MANGO: Learning Disentangled Image Transformation Manifolds with Grouped Operators
Brighton Ancelin, Yenho Chen, Peimeng Guan, Chiraag Kaushik, Belen Martin-Urcelay, Alex Saad-Falcon, Nakul Singh
TL;DR
MANGO tackles the challenge of learning semantically meaningful image transformations by enforcing disentanglement through grouped, block-diagonal operators that act on distinct latent subspaces. It introduces a one-phase training objective that jointly optimizes reconstruction and latent transformation consistency, enabling end-to-end learning and dramatically faster training (up to $100\times$ faster than prior MAE approaches and even up to $1500\times$ for certain settings).
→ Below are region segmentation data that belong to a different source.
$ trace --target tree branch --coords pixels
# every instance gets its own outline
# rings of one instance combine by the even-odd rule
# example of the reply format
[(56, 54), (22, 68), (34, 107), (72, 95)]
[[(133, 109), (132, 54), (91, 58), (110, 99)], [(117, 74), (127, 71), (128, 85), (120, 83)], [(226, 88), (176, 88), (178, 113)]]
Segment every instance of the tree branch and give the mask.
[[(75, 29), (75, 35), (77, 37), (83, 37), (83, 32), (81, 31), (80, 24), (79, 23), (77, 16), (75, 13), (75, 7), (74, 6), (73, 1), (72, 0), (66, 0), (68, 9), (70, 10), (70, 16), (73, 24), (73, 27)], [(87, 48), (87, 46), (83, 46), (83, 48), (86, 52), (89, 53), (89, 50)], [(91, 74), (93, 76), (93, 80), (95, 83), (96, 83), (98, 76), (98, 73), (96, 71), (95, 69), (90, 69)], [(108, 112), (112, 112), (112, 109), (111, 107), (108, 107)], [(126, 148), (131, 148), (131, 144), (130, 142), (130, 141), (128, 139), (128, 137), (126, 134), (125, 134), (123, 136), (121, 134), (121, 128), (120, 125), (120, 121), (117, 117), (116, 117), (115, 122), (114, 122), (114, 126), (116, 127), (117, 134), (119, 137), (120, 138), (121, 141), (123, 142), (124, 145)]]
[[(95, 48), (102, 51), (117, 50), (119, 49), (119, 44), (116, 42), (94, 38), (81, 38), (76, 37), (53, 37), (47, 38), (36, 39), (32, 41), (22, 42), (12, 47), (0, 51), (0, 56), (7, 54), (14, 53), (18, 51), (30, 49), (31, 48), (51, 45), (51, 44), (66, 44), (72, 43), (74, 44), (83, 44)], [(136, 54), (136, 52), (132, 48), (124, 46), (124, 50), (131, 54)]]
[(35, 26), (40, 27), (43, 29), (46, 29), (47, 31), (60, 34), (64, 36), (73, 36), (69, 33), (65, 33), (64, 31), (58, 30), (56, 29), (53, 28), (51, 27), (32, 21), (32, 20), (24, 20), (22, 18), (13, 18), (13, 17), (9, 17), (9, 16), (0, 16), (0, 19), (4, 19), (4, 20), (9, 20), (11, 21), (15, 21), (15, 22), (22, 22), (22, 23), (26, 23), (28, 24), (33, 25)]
The approach yields composable, interpretable transformations that extrapolate beyond training data, with empirical evidence on MNIST showing improved disentanglement (higher MIG) and robust reconstruction. This framework offers a scalable, interpretable pathway for semantically meaningful transformation learning with practical impact for data augmentation and scientific visualization.
Abstract
Learning semantically meaningful image transformations (i.e. rotation, thickness, blur) directly from examples can be a challenging task. Recently, the Manifold Autoencoder (MAE) proposed using a set of Lie group operators to learn image transformations directly from examples. However, this approach has limitations, as the learned operators are not guaranteed to be disentangled and the training routine is prohibitively expensive when scaling up the model. To address these limitations, we propose MANGO (transformation Manifolds with Grouped Operators) for learning disentangled operators that describe image transformations in distinct latent subspaces. Moreover, our approach allows practitioners the ability to define which transformations they aim to model, thus improving the semantic meaning of the learned operators. Through our experiments, we demonstrate that MANGO enables composition of image transformations and introduces a one-phase training routine that leads to a 100x speedup over prior works.